On Thursday, Trantalis said no one had “criticized” Ratlieff. “I did wonder why she didn’t return my call,” he said in a text message.
In a statement, Ratlieff said she commended the city “for taking this first important step in the right direction. Fort Lauderdale needs a chief of police who is committed to bringing about the change that is needed within the department.”
Lagerbloom, the city manager, said at the news conference that a city ordinance entitled Maglione to remain in a lesser role at the department. Trantalis did not answer questions.
Maglione, who declined to be interviewed Thursday evening, became chief in December 2016, according to his departmental biography.

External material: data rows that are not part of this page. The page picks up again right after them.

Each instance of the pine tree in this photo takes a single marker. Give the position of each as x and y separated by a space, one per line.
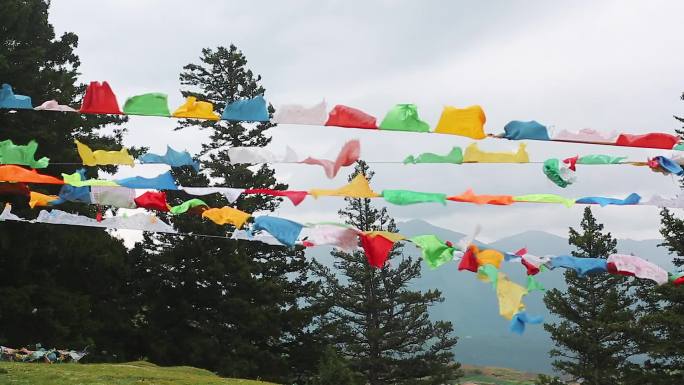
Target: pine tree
59 286
235 307
380 325
594 337
663 308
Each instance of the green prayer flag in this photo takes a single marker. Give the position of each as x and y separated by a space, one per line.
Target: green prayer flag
11 153
533 284
435 252
152 104
404 117
600 159
490 272
407 197
552 171
187 205
455 156
545 198
75 180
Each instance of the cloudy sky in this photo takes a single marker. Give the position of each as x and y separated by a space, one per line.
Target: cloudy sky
609 65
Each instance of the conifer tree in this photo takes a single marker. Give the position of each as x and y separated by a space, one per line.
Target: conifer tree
663 307
376 322
60 286
235 307
594 337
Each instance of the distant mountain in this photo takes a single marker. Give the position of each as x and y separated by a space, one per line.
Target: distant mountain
471 305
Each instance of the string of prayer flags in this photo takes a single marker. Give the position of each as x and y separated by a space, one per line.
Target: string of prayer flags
632 199
77 179
231 194
488 273
11 101
404 117
582 266
406 197
559 174
226 215
533 284
296 197
510 296
284 230
635 266
254 155
150 104
187 206
315 115
518 130
467 122
53 105
347 156
377 246
521 319
12 173
194 109
137 221
99 99
435 252
11 153
469 260
455 156
344 116
102 157
544 198
113 196
246 110
588 135
344 238
470 197
153 200
162 181
474 155
664 165
357 188
172 157
651 140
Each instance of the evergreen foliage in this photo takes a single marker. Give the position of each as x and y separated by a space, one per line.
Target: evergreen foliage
59 286
381 326
238 308
594 337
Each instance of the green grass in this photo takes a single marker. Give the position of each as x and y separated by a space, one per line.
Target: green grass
130 373
485 375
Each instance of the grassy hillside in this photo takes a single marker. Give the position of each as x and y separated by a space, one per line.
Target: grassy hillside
486 375
130 373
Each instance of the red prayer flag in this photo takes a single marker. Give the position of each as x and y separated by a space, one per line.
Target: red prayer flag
652 140
469 261
531 269
377 249
154 200
295 196
99 99
344 116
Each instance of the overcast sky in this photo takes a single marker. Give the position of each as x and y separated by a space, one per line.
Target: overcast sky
609 65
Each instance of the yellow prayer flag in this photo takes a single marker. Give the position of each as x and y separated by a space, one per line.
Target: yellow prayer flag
462 121
226 214
194 109
357 188
474 155
101 157
510 297
38 199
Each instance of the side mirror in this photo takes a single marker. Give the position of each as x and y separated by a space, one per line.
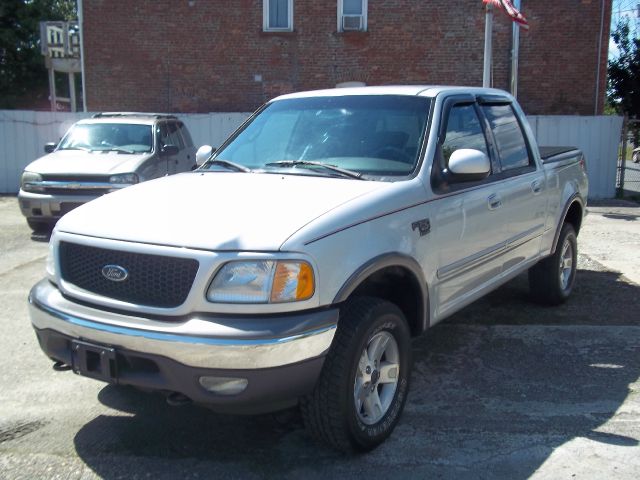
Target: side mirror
203 154
468 165
169 150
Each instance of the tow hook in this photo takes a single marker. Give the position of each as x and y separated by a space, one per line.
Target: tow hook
176 399
61 366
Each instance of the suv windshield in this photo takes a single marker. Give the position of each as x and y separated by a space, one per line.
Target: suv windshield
121 137
372 135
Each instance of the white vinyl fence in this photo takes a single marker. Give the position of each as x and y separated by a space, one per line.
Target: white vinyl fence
24 133
597 137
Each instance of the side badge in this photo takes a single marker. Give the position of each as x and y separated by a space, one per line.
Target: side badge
423 226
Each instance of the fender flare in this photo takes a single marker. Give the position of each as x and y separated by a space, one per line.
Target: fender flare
393 259
575 198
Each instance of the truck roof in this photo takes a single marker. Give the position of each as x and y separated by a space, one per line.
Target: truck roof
127 117
411 90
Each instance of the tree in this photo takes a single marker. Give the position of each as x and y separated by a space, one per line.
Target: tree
22 71
623 92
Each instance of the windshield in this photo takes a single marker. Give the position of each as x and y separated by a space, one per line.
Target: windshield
121 137
372 135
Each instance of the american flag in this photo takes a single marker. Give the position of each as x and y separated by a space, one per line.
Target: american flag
508 8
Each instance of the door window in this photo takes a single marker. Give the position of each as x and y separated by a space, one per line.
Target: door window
507 132
463 131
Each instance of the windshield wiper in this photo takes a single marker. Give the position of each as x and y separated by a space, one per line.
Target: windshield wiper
230 165
84 149
342 171
120 150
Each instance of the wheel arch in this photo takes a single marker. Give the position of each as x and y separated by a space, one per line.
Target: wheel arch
573 213
395 277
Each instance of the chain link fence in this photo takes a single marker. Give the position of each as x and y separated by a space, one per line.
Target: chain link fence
628 178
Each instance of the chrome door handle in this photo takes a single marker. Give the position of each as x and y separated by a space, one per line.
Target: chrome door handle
536 186
494 201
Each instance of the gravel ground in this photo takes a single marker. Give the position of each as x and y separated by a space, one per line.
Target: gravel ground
503 389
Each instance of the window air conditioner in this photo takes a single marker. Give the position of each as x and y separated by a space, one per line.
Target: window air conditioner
351 22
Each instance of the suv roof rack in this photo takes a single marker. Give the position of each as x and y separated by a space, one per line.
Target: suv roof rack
133 114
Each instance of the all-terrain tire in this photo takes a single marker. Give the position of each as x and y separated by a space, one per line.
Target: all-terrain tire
335 412
551 280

He has been on the Fort Lauderdale police force since 1992.
The march that seems to have led to his ouster was held in downtown Fort Lauderdale to protest the death of George Floyd. While police said demonstrators started a violent conflict that began shortly before 7 p.m., the Herald reviewed dozens of photos and hours of video footage and did not find evidence that was the case.
The first documented instance of violence came when Officer Steven Pohorence shoved a kneeling protester in the face. That ignited a conflict between police and the crowd that took over downtown streets for two hours, a Herald investigation found. Pohorence has been suspended without pay and charged with misdemeanor battery.
Herald reporters present during the march saw police shoot Ratlieff and wrote a detailed account of the incident.
“We take this really very seriously,” Vice Mayor Steven Glassman, who supports the decision to remove Maglione, said Thursday. “We have an inclusive city. We have a diverse city.”
Glassman also said the city plans to bring in an outside consultant to audit the police department and its policies.
Christina Currie, chairwoman of the Fort Lauderdale Citizens’ Police Review Board, said the department needs “widespread change.”
“I am confident that this removal will serve as the first of many steps to elevate the reputation of both our City and the Police Department,” Currie said. “At this time I think a national search for a new command staff is the best method to ensure we see major changes in culture of the department.”